The world of action provides no contemporaneity, for contemporaneity is an affair of a world in which the fixity of certain environmental relations renders possible the appearance of identity in the passage of events, that is, gives the conditions of the date of an event. The situation in the world of action which answers to contemporaneity is that in which the individual finds himself in a landscape whose stimuli are so balanced that they inhibit one another and allow of successful action with reference to some one distant object. The objects whose stimuli are inhibited provide the landscape within which action takes place, but their function in action is that of the preservation of the balance of the individual, the orientation of the individual in his movement toward or away from the distant object, and the carrying-out of the immediate contact processes by which motion, eating, fighting, sexual contacts, care of the young, protection, and the other physiological processes which are the culmination of acts are achieved. In none of these processes does the individual abide with the object as a physical thing, i.e., as a mediate something within the act to which he returns as an identical contact experience, however varied have been the distant experiences which have led up to it.
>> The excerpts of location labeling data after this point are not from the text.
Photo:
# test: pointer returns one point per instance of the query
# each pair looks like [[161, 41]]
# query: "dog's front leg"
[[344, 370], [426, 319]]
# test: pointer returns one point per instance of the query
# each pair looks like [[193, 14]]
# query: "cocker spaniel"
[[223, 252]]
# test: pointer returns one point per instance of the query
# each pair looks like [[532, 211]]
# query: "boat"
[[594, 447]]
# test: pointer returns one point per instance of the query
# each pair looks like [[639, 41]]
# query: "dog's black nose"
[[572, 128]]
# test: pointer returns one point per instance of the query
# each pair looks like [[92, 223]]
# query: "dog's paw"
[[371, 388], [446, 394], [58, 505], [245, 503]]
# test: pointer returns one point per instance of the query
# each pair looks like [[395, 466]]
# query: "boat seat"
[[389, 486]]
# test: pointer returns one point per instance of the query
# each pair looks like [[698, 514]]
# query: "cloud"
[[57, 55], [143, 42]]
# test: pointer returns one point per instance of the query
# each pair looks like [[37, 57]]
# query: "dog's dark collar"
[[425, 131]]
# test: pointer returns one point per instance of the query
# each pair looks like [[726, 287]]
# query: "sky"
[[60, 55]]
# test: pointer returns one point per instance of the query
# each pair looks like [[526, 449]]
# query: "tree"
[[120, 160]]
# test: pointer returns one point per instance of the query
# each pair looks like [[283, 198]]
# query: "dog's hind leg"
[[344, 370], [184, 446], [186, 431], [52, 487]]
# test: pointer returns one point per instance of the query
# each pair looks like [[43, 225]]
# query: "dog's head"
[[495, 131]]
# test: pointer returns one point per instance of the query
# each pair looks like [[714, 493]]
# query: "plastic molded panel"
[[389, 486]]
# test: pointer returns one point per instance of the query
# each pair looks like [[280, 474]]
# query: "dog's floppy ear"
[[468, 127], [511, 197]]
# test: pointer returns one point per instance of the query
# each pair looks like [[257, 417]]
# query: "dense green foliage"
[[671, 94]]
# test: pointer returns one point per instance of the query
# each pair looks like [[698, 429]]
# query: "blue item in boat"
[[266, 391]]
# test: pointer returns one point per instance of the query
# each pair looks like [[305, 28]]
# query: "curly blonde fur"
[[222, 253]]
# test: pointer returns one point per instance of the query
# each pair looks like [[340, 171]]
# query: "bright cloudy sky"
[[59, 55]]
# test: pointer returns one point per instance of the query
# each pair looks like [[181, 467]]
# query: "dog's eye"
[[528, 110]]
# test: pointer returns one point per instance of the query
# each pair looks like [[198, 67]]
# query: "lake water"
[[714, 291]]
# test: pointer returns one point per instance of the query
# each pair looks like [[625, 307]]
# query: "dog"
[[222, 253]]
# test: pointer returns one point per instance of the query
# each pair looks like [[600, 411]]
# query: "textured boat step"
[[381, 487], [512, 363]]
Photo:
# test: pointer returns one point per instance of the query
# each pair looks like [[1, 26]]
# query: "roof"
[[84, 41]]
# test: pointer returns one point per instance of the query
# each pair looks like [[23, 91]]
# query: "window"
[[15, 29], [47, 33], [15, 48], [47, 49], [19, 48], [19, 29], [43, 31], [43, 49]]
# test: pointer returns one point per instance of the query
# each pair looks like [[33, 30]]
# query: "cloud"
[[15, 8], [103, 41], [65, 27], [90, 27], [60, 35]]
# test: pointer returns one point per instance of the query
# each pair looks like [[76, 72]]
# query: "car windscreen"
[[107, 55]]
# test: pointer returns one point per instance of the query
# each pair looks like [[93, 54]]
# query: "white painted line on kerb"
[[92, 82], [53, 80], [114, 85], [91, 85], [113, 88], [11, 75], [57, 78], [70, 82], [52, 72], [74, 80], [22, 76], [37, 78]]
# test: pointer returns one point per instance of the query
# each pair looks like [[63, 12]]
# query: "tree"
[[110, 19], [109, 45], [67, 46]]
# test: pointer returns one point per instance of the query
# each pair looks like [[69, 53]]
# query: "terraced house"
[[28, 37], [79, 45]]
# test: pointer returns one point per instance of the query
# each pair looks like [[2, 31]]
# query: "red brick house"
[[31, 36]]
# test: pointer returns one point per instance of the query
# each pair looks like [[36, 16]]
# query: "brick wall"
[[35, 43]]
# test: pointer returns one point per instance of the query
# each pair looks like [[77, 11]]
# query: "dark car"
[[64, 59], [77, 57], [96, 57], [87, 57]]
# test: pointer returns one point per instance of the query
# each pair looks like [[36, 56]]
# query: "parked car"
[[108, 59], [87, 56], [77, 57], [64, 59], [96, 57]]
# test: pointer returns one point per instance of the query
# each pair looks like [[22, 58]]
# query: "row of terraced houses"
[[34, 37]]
There are, then, two characters in the physical thing that distinguish it from the distant object. It is a mediate identical goal, over against varied distant experiences, and it possesses a content, especially in manipulation, which conveys the resistance of one part of the body to another-what may be called an effective occupation of extension. It is essential that this contact experience should be of import in the activity of the individual and that it should enter into varied acts, in other words, that this identical object should become an implement. It takes up in a manner the whole act into itself. It can be seen, and it is at the goal of the process at which the act is completed.
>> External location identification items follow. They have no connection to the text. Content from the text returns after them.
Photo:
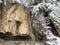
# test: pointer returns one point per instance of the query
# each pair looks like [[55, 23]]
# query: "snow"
[[55, 13]]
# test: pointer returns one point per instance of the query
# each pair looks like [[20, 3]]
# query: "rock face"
[[15, 20]]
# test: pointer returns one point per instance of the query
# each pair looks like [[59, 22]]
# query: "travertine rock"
[[15, 20]]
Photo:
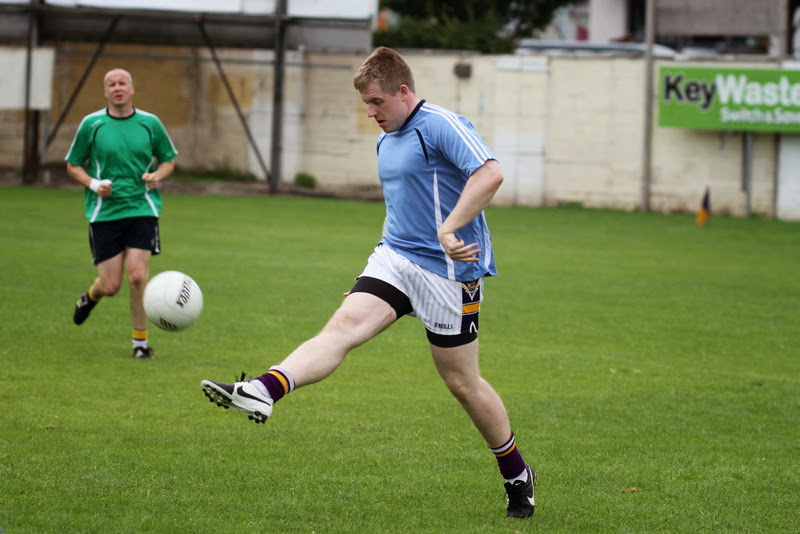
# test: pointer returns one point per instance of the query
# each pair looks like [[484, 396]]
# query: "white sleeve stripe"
[[477, 148], [468, 136]]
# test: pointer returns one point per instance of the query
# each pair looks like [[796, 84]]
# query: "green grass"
[[632, 351]]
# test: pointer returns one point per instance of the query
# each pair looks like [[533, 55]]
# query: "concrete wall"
[[567, 129]]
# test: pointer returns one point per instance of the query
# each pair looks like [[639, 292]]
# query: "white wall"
[[607, 20]]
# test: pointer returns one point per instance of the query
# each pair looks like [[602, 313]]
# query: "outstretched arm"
[[477, 194]]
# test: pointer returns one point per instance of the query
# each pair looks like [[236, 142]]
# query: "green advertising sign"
[[715, 98]]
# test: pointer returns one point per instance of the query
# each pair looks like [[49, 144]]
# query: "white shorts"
[[445, 307]]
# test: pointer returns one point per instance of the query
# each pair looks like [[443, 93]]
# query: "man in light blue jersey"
[[119, 155], [437, 176]]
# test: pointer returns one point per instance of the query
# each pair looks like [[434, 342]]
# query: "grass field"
[[651, 370]]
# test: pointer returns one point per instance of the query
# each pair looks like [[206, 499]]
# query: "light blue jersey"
[[423, 168]]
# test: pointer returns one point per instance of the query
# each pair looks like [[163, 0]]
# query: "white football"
[[172, 300]]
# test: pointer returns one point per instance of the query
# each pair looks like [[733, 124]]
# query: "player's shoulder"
[[95, 118], [441, 117], [146, 117]]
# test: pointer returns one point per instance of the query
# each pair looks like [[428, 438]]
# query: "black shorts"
[[109, 238]]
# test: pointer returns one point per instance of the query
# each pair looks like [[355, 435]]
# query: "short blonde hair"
[[130, 78], [386, 67]]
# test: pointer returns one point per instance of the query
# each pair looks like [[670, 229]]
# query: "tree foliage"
[[489, 27]]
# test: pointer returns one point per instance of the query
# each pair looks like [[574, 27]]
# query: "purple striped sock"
[[278, 382], [509, 459]]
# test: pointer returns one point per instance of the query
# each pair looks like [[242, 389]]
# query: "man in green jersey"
[[119, 155]]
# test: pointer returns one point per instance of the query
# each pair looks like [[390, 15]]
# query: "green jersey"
[[121, 150]]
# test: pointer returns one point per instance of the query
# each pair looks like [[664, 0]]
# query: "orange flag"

It is the fact that the individual abides with the physical object, i.e., that he neither passes on to the completion of a physiological process which contact implies nor finds in the


(268) physical object an immediate step to a later act, which provides the situation for the development of the thing. That what is neither an immediate step in nor the completion of an act should be an object for the individual is evidence that it belongs to another world than that of action. As an implement it takes its place in another act, but it is an act of another character, one in which for the time being the contact goal has lost its physiological value and has come to embody uses. That an object should have a use in conduct implies that the object is not simply a stimulus but has in some manner taken up the rest of the act into itself, and this is possible only in so far as the individual who carries out the act becomes an object to himself. It is the type of conduct which is called conscious, or self-conscious, in which the individual responds to himself as a stimulus. This is a different situation from that in which parts of the individual excite him to action, as in the case of a sore foot or an irritation of the skin. These parts are, after all, only objects which act as stimuli and are not at all necessarily parts of a self. When the body has become a physical object, this has evidently taken place, for then the physical body as a whole arouses to action in its relation to other physical objects, but the unification of the body does not take place in action. One does not get outside of it, so that it appears as a stimulus to any sense as a whole. A situation in which this could take place would be one in which one's action toward an object should become a stimulus to the individual to respond as the object acts toward the individual. Then, in acting with reference to an object, one would be also acting with reference to one's self. In manipulation this seems to take place. The pressure of one part of the hand upon a hard object is in response to the feel of the object, but this pressure produces an additional feel of resistance of the object to the opposing side of the hand, which leads to a response of grasping the object more firmly. One's action is that of the object itself. One places one's self, so to speak, in the object, and so calls out in one's self a response for which one is responsible in so far as one acts in the role of the object.